Namun, pengamatan melalui panjang gelombang radio menunjukkan tepian piringan Bimasakti tidaklah rata seperti yang digambarkan selama ini. Di salah satu sisi pinggir piringan Bimasakti itu melengkung ke bawah, sedangkan pinggiran piringan di sisi yang lain justru melengkung ke atas.
Žofia Chrobáková, mahasiswa doktoral di Institut Astrofisika Kepulauan Canary (IAC), Spanyol, seperti dikutip Live Science, Kamis (3/6/2021), mengatakan, lengkungan di pinggir piringan galaksi itu adalah hal umum pada galaksi spiral.
Sejumlah teori diajukan berbagai ilmuwan untuk menjelaskan fenomena lengkungan di pinggir piringan Bimasakti tersebut. Studi Dorota M Skowron dan rekan di jurnal Science, 2 Agustus 2019, dan dikutip BBC menyebut, lengkungan pinggir piringan galaksi itu terjadi akibat interaksi dengan galaksi lain di dekat Bimasakti.
Dikutip dari situs Badan Antariksa Eropa (ESA), 2 Maret 2020, dugaan lain yang bisa memicu lengkungan pinggir piringan Bimasakti itu antara lain pengaruh medan magnet antargalaksi, pengaruh halo materi gelap yang menyelubungi Bimasakti, atau keberadaan materi sangat besar yang tidak terlihat yang mengelilingi Bimasakti.
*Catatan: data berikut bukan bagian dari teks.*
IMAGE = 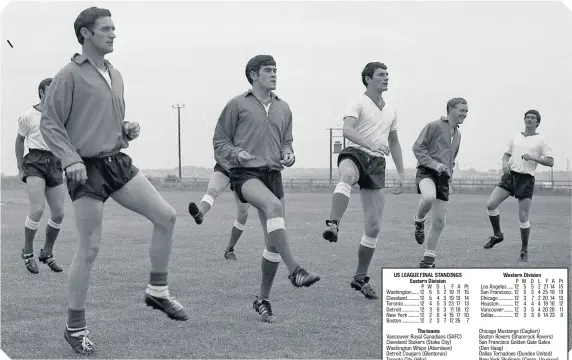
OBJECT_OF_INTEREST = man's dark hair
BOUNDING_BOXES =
[245,55,276,85]
[361,61,387,87]
[73,7,111,45]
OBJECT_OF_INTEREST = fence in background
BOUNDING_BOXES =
[2,176,572,195]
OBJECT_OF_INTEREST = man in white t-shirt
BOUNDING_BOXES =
[188,154,250,260]
[322,62,404,299]
[485,110,554,261]
[15,78,65,274]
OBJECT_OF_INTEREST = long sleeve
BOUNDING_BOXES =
[213,101,242,165]
[450,133,461,178]
[413,123,437,169]
[40,77,82,169]
[282,109,294,156]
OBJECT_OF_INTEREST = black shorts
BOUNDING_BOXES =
[67,153,139,202]
[22,149,64,188]
[230,168,284,204]
[214,163,234,191]
[415,166,450,201]
[338,146,385,189]
[497,170,535,199]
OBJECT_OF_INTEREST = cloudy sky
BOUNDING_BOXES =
[0,1,572,174]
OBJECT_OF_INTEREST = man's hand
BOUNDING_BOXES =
[65,163,87,185]
[521,154,538,162]
[435,163,448,175]
[369,142,389,156]
[237,150,256,164]
[280,153,296,167]
[123,122,141,140]
[393,174,405,195]
[502,161,510,175]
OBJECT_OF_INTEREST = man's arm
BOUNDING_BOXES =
[282,111,296,167]
[413,123,439,169]
[40,77,83,170]
[343,116,375,151]
[449,133,461,177]
[282,112,294,158]
[213,101,243,165]
[14,115,29,171]
[388,130,405,178]
[536,141,554,167]
[15,134,26,171]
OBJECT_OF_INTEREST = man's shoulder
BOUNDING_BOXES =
[53,61,81,82]
[348,93,371,106]
[20,106,39,118]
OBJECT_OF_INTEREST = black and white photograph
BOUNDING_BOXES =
[0,1,572,360]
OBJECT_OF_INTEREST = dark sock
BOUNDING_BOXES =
[226,225,244,251]
[149,271,168,286]
[520,227,530,252]
[24,227,37,254]
[259,258,280,300]
[489,215,502,238]
[67,308,87,329]
[356,244,375,275]
[42,225,60,255]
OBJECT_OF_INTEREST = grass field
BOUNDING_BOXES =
[1,190,571,359]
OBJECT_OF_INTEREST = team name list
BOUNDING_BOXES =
[381,268,568,360]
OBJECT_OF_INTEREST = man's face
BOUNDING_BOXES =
[40,85,50,101]
[524,114,538,130]
[366,68,389,92]
[251,65,277,90]
[450,104,469,124]
[84,16,115,54]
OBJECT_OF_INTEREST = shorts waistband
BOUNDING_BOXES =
[81,151,121,161]
[28,149,54,156]
[230,166,280,172]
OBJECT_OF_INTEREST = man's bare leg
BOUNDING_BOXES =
[351,189,385,300]
[322,158,359,242]
[224,192,250,260]
[111,173,188,320]
[22,176,46,274]
[65,196,103,353]
[413,178,437,244]
[189,171,230,225]
[38,184,66,272]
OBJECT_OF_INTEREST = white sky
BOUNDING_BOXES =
[0,2,572,174]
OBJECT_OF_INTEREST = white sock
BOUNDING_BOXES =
[146,284,169,298]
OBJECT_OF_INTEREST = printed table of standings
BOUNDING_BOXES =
[381,268,568,360]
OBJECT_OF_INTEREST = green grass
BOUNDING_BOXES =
[1,190,571,359]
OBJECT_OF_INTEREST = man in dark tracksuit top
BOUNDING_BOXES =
[15,78,66,274]
[413,98,468,268]
[213,55,320,321]
[188,154,250,260]
[40,7,187,354]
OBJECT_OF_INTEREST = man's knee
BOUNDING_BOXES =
[30,202,45,221]
[236,209,248,226]
[78,241,99,264]
[432,214,446,230]
[360,231,379,249]
[153,205,177,230]
[206,187,222,198]
[264,199,282,218]
[48,214,64,230]
[365,220,381,238]
[262,245,282,263]
[421,192,437,204]
[338,159,359,187]
[487,198,498,212]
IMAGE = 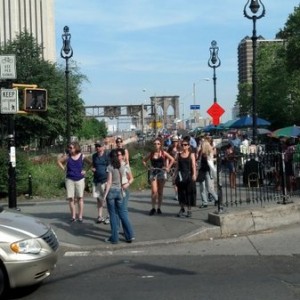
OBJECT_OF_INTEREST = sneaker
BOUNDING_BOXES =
[104,236,118,244]
[126,237,135,244]
[149,208,156,216]
[177,208,185,218]
[103,216,110,225]
[186,210,192,218]
[96,217,105,224]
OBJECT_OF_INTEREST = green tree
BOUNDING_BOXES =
[0,32,87,147]
[237,6,300,129]
[76,118,107,140]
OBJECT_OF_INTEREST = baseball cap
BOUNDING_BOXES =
[95,141,103,147]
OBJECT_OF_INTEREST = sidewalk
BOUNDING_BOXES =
[5,183,300,250]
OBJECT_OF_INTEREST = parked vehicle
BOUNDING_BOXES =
[0,206,59,299]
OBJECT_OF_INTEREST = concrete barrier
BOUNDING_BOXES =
[208,203,300,237]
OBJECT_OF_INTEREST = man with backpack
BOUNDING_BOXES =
[92,142,110,224]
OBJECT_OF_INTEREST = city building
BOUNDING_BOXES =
[232,35,284,119]
[238,35,284,84]
[0,0,56,62]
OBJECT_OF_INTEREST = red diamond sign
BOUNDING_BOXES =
[207,102,225,126]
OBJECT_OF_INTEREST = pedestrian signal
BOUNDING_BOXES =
[24,89,47,112]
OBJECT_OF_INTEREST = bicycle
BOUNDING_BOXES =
[148,167,168,184]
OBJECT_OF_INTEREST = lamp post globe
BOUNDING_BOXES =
[60,26,73,144]
[208,40,221,103]
[244,0,266,144]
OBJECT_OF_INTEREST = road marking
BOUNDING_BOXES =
[64,249,145,257]
[64,251,91,256]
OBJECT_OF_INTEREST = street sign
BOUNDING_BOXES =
[1,89,19,114]
[207,102,225,125]
[0,54,17,79]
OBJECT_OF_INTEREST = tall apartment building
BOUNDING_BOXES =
[238,36,284,83]
[0,0,56,62]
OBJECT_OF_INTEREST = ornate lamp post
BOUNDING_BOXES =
[244,0,266,144]
[208,41,221,103]
[60,26,73,144]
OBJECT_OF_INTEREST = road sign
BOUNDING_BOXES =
[190,104,200,110]
[0,54,17,79]
[1,89,19,114]
[207,102,225,125]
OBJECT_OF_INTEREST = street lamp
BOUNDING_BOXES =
[208,41,221,103]
[244,0,266,143]
[60,26,73,144]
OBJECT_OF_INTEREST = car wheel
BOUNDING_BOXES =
[0,261,7,299]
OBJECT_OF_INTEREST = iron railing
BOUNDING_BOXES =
[217,151,300,212]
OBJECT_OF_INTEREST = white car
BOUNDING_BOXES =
[0,206,59,299]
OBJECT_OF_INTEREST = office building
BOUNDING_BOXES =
[0,0,56,62]
[238,36,284,84]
KOMPAS/THE INSTITUTO DE ASTROFISICA DE CANARIAS (IAC)—-Pemodelan yang menggambarkan wujud cakram piringan galaksi Bimasakti yang tidak rata, tetapi melengkung ke bawah di satu sisi dan melengkung ke atas di sisi yang lain. Bentuk lengkungan dan pinggir piringan Bimasakti itu salah satunya diduga akibat perputaran atau rotasi Bimasakti pada porosnya yang berputar sambil naik turun seperti wahana ombak banyu di pasar malam.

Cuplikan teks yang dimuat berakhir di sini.